Als Accessoires dienen Brillen, mehr nicht. Ansonsten kein Schmuck, keine Ohrringe, Perlen oder sonstige Ketten. Bis auf ein Paar Pumps sind alle Schuhe flach. Auch die Kleidung kommt aufgeräumt daher. Es gibt - außer den Stoffblumen - wenig Zierrat. Hier und da eine Schleife. Das war's. Die Muster dagegen hat Viard aufgepeppt. Das Karo an einem schulterfreien Kleid wirkt durch eine asymmetrische Linienführung modern. Der Kontrast zwischen schwarzen und leicht neonfarbenen Fäden verstärkt diesen Effekt.

Am Ende der Schau gab es dann aber doch eine kleine Revolution: Viard verzichtete auf das unter Lagerfeld übliche Brautkleid zum Abschluss.

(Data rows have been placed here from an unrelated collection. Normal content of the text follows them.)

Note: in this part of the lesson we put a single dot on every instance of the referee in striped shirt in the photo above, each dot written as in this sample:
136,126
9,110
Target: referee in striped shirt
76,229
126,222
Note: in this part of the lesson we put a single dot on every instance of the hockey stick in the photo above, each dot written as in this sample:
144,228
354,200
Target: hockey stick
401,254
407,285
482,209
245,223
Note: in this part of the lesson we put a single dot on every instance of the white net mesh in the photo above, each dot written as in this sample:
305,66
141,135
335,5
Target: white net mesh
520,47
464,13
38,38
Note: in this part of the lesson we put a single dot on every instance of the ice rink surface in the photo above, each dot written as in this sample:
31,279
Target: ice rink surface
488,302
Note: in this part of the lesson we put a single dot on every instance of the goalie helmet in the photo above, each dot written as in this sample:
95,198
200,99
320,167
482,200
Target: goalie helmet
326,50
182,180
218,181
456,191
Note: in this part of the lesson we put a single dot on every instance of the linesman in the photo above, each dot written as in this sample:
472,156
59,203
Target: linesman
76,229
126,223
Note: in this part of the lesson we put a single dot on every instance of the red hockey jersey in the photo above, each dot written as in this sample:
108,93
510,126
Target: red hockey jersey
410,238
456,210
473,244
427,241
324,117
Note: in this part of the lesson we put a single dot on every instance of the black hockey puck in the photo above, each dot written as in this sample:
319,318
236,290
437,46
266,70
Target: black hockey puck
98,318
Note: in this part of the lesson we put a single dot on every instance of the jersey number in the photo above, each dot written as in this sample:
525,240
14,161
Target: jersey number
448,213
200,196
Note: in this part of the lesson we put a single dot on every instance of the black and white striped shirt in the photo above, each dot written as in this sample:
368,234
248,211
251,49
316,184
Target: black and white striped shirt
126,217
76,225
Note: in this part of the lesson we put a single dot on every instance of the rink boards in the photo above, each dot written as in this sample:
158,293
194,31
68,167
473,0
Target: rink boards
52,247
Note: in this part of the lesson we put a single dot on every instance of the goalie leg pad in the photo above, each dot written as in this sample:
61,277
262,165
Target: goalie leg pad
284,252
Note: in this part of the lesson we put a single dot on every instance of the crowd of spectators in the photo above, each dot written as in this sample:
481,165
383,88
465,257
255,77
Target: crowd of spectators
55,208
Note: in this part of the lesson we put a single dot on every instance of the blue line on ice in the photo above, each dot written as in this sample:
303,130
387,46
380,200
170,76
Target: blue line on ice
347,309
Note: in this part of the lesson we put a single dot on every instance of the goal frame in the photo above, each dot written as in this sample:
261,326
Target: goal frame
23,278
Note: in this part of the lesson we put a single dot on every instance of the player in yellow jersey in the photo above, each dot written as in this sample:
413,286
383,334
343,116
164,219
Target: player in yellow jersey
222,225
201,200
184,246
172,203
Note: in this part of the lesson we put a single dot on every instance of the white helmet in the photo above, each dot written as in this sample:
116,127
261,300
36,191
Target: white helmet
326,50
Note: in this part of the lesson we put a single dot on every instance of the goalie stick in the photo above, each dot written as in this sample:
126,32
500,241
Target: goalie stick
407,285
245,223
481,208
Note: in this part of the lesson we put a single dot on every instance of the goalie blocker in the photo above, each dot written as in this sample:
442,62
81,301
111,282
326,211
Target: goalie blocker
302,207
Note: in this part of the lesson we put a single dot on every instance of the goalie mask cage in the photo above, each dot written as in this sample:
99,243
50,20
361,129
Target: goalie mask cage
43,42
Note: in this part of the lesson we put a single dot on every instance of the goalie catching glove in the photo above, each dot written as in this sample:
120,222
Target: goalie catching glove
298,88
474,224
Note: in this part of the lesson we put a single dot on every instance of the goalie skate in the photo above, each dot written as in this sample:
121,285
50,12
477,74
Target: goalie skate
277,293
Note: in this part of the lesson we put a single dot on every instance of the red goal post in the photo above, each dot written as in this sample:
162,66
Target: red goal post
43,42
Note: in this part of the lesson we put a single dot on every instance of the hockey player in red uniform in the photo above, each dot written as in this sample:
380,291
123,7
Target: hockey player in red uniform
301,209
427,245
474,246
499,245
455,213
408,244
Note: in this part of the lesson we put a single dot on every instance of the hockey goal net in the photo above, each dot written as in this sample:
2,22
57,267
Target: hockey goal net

Erbe bewahrt, Premiere geglückt

Es war nicht Viards erste Soloschau für Chanel. Drei Monate nach dem Tod Lagerfelds stand bereits die Cruise-Show an. Schon diese Zwischenkollektion beeindruckte durch ihre Alltagstauglichkeit. Mit ihrer Premiere in der "gehobenen Schneiderei" hat die 57-Jährige nun eine Kollektion vorgelegt, die das Designerbe des Hauses ehrt, aber durchaus Züge ihrer eigenen Handschrift erkennen lässt. Sie hat damit bewiesen, dass sie mehr sein könnte als eine Übergangslösung.

Es wäre der Französin zu wünschen. Seit 1987 arbeitet Viard für Chanel. Bevor sie Lagerfelds Chefposten übernahm, verantwortete sie alle kreativen Abteilungen des Unternehmens. Als Studiochefin übersetzte sie die Skizzen des nimmermüden Designers in Schnittmuster und beaufsichtigte deren Ausführung im Atelier. Heute hat sie gezeigt, dass sie auch ohne Lagerfeld das Design bei Chanel weiterentwickeln kann. Behutsam genug, um niemanden zu verschrecken, aber mutig genug, um aktuell zu bleiben.

"Als ich sie vor 30 Jahren kennengelernt habe, hätte ich nie gedacht, dass sie eines Tages alle kreativen Abteilungen von Chanel leiten würde. Da sind wir zusammen reingewachsen", sagte Lagerfeld in einem seiner letzten Interviews über die Zusammenarbeit mit Viard. Ihm hätte die heutige Vorstellung wohl gefallen. Nicht nur der Bücher wegen.